Напротив нас по-цыплячьи прихлебывал супчик отставной сатирик Варлен Стронгин – селадон, розовый от боковых проплешин. Меня изумлял эротизм перестарка, водившего к себе голенастых лимитчиц и браковавшего их за нечуткость к пятой графе. Одну такую, из Орла, пожившую у него с месяцок, он спровадил за нелестный отзыв о каком-то «жидочке», которого, к слову, и сам недолюбливал. Отец Варлена был расстрелян по делу о Еврейском комитете…

– Возмездие, утверждаете Вы? – рыкнул на меня Иртеньев, похмелье которого редко носило человеколюбивый характер. – Тогда почему же там столько наших накрыло?!

Я не нашелся что сказать. Ныне ответ созрел: демоны-ангелы истории в один прекрасный момент осознали, что иным способом картавых терапевтов не вынудишь покинуть привычный насест! Своевременный отлет спас и без того уж разреженную предыдущим геноцидом стаю от гнева, копившегося десятилетиями и вскоре выплеснувшегося в чеченских горах. И навязчивый бред ваххабитов о том, что войну на Северном Кавказе спровоцировал израильский Мосад, есть эхо негодования на ту вакансию врага, что была им уготована нашим предусмотрительным бегством.

Но всякому ли бесприютному провинциалу дано сотрясать столицу проповедью грядущего? Притчи прозорливца, лишенные нравственной завязи, вяли, не успев дохнуть ароматом. То же происходило и с моими попытками закрепиться в Москве. Шестнадцати лет, собираясь туда впервые, я слег от «свинки» – самой некошерной из хворей юности. Так небеса пытались напомнить мне о непреложности заповедей в сонме двуногих! Б-га я не знал, хотя в ранних вещах имя это мелькало как часть антуража. Страна порицала веру – семью захватила стремнина – ко дну же пошел я один.

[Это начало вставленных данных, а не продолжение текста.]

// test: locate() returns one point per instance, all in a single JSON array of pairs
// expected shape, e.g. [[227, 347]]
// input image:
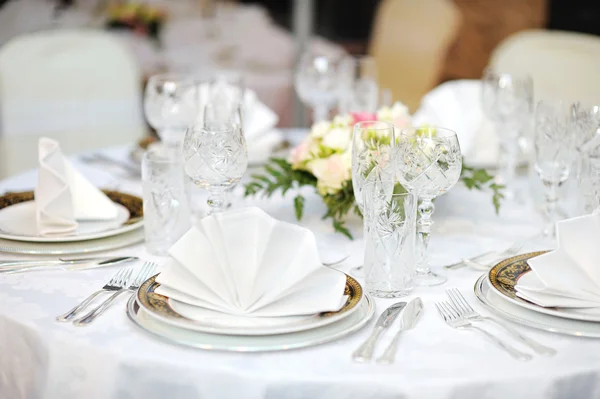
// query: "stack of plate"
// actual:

Год спустя мне все же удалось добраться до своей Мекки. Остановился я у потешной глухой двоюродной бабки. Броня Абрамовна весь век долдонила с кафедры марксизм, стеллажи ее дома тянуло блевать от косноязычных томов Шестипалого. С райкомовским задором улизнув от Петлюры, она притаилась за русским мужем: уф! – кажись, пронесло… Погромы пережить не довелось, а вот мужа – увы. В кресле покойного, перед рябящим экраном, ныне восседал костлявый Штрайх с Молдаванки.

– Расскажите, пожалуйста, что вы сейчас в основном делаете? – липла телеведущая к записному герою-любовнику.

– Что, что – живет с женой! – опережая кинозвезду, ввинчивал реплику орденоносный вертухай.

– Изя, заткнись!!! – разъяренно шипела Броня, по губам догадавшаяся о произнесенной гадости.

Узнав, что я жажду литературной славы, Штрайх сосредоточенно наморщил лоб:

– В свое время я конвоировал писателя Льва Кассиля. Надо бы прозондировать: или еще жив курилка…

От протекции я деликатно отказался.

– Через почему? – недоумевал мой благодетель.

В пригородной Балашихе справлял затянувшийся медовый месяц мой минский знакомый Юра Эбер – страстный библиофил, эпигон Хлебникова. Старше лет на шесть, он был первым в моей жизни служителем Муз. Стройный, одически курчавый, Юра редко рассуждал про спондей с пиррихием – зато альковными побывальщинами потчевал щедро. Благодаря его энтузиазму я, девятиклассник, дебютировал с чтением виршей в подвале фехтовальщиков (предпосылка к будущему гамлетизму?..)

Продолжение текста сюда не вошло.